Fox has renewed its lease on Melrose Place, renewing the prime-time soap for a seventh season, the network has announced. With that news is word that Heather Locklear, the series' squatter of a "guest star," has inked a new contract to resume her Amanda ways next fall.
Just last month, Fox execs dared mention Melrose and the "C" word--for "cancellation"--in the same breath. While the prospect of a Melrose-free Monday might seem dismal to die-hard fans, it should hardly be a surprise. The former "It Show"--a pop-culture touchstone for twentysomethings of the early 1990s--has begun the slow fade that is the way of life (or death) of prime-time soaps.
It is now regularly outrated by its time-slot companion, the new "It Show," Ally McBeal. Last week, for example, Melrose attracted just under 10 million viewers; Ally McBeal, more than 13.5 million.
In a concession to its weakened powers, Fox will shelve the series for the spring--including the all-important May sweeps. A two-hour cliffhanger episode airs March 30. Then comes hiatus until June, when the season's seven remaining episodes finally start unspooling.

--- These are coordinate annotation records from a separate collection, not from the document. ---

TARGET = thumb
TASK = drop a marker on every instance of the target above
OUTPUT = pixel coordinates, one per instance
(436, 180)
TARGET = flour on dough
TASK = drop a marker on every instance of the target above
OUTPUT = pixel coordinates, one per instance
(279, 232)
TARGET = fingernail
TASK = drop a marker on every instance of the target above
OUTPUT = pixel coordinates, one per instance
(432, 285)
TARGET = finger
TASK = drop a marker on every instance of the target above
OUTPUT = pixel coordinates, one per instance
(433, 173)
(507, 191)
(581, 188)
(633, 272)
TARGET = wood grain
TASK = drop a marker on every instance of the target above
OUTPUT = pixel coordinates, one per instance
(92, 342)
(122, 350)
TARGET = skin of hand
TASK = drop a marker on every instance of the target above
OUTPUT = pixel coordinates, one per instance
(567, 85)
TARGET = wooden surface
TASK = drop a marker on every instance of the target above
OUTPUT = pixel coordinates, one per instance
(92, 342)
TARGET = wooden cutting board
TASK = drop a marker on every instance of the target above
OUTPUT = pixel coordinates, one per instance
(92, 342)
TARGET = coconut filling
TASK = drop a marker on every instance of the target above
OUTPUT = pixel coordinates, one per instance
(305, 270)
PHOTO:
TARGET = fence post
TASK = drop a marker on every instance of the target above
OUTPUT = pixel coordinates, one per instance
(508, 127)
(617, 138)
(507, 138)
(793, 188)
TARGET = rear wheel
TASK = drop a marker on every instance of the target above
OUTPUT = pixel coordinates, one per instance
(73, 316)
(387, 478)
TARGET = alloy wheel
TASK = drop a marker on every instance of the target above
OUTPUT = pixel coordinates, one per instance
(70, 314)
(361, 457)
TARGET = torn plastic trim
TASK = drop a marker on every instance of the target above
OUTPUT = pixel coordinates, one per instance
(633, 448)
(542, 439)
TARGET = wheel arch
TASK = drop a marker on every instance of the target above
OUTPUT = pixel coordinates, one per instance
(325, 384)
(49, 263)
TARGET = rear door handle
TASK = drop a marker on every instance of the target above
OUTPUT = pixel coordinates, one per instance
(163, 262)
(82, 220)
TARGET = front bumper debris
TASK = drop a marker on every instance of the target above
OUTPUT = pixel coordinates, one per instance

Few soaps expire with dignity, and Melrose has been no exception. But producers are pledging to make things different next season.
For starters, the apartment complex will get a little less crowded. The 12-member cast will be trimmed to seven or eight so-called "core characters," sources with the show tell today's New York Post.
Already two players have filled out change-of-address cards: Alyssa Milano, who plays Jennifer Mancini, and Lisa Rinna, who plays vixen Taylor McBride--the role that would not be Hunter Tylo's.
Milano and Rinna are leaving by their own choice. Presumably, that leaves two or three more who may be forcibly offed--in the storyline, not real life.
In the absence of a gaggle of characters, the new season will be about, in a word: Amanda. Locklear's edgy heroine will reportedly move frontburner big-time.
Locklear is one of the few Melrose long-timers left. She joined the show toward the end of its first season. Only Thomas Calabro (the bad doctor Michael Mancini) and Andrew Shue (the dim-witted Billy Campbell) have more seniority. Those two are the only original cast members still standing.